Bottom line: How do you specify what you do not yet understand?
The answer is by incremental design. Build it. Learn from it. Modify
it. Eventaully figure out that it is a dead end. Throw it away and
start over, using what you learned previously. It's easier this time,
but you still learn from it, and continue modifying it. Repeat until
got it. THEN you can write up a specification for it, because now you
understand it.    (015)

Finally, I would ask that we try to put the shoe on the other foot
for a while.    (016)

How about if those of us with code that isn't ready to share, or which
can't be contributed for licensing reasons, write up *their*
Then we can at least think about the approach they recommend.    (017)

I did that with the code I built. I wrote up a design document that
tracked my thinking as I was writing. That's my specification, such
as it is. Since the complexity eventaully overwhelmed me, it never
got cleaned up and simplified down to the final, working version.    (018)

Lee has written up a generic description of Nodal, too.
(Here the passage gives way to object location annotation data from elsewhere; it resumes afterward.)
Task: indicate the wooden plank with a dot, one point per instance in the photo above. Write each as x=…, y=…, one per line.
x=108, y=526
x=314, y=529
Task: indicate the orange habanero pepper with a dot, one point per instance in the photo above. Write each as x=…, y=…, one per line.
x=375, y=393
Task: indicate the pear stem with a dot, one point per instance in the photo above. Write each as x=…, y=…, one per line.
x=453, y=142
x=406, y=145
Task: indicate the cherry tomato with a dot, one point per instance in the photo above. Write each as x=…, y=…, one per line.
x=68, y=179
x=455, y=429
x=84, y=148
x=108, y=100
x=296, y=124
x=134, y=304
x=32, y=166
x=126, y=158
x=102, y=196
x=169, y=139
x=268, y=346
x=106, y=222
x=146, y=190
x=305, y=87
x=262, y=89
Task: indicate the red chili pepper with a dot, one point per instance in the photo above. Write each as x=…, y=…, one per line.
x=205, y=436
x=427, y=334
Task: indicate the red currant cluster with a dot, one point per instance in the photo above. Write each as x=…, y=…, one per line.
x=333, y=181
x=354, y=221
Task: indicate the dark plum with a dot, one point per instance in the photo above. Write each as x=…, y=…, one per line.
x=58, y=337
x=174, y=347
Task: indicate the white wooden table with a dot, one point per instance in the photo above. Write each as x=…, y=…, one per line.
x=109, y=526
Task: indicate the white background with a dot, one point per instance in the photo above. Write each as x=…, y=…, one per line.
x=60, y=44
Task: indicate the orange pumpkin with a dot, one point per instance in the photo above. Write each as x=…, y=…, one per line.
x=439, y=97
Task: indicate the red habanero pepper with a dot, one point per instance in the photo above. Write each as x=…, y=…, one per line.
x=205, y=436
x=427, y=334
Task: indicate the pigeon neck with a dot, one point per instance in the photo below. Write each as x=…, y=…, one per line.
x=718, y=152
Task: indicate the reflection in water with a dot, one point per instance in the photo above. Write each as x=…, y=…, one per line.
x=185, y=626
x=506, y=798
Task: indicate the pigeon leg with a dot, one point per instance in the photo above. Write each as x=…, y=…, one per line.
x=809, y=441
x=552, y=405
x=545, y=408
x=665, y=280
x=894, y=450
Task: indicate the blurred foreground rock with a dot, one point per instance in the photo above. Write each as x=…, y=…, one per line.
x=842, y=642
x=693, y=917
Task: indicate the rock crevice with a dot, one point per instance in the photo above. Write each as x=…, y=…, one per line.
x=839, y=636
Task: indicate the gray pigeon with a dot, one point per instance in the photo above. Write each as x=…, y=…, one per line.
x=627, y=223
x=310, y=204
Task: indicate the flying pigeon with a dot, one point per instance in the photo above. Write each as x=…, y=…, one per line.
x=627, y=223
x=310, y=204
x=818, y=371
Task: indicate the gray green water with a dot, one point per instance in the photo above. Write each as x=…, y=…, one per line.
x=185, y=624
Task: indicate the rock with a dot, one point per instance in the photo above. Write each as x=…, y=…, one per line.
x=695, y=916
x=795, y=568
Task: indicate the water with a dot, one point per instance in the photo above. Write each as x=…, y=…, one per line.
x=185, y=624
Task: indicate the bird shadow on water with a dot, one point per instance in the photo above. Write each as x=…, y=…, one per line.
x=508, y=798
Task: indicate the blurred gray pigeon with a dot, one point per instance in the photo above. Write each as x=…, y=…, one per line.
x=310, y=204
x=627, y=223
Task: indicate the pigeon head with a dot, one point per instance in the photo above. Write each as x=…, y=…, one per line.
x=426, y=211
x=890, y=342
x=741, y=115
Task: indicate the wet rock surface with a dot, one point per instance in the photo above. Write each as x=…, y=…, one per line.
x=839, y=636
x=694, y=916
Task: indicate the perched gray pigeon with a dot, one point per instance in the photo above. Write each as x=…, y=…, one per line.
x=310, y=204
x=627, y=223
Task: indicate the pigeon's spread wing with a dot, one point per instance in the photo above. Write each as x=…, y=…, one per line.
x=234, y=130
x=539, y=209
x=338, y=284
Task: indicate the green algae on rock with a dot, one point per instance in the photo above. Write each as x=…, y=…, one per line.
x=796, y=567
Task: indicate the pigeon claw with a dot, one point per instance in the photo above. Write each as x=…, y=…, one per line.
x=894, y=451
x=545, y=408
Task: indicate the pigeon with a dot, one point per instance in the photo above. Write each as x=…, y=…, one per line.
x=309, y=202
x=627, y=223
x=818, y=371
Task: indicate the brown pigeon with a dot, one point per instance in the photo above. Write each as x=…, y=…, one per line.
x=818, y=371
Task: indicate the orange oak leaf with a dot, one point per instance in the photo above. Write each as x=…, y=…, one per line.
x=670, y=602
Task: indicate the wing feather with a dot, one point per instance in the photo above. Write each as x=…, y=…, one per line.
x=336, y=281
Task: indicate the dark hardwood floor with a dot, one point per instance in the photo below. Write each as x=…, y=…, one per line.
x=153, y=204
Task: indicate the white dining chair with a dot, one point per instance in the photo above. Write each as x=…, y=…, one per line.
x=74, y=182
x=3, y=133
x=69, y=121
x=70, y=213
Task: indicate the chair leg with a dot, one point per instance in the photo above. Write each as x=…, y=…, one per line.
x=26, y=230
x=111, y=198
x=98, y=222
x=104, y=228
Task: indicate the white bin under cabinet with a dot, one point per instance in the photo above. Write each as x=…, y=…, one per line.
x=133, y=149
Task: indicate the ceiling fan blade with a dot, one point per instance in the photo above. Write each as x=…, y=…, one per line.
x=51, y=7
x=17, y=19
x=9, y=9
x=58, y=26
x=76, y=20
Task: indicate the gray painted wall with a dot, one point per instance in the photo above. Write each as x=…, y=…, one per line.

The only
part that remains is writing up a spec that translates requirements
into a design that uses his engine, or one like it with the
Eugene suggested. (I don't recall that a conclusion was ever reached
in that discussion, BTW. Was it?)    (019)

Basically, after a lot of hours in weekly meetings, a lot of thinking
with respect to requirements, and even an attempt at generating
some useful code, I think I've contributed what I reasonably can
as a solo developer. It's there on my site.    (020)

Improvements are welcome. Alternate specifications are welcome.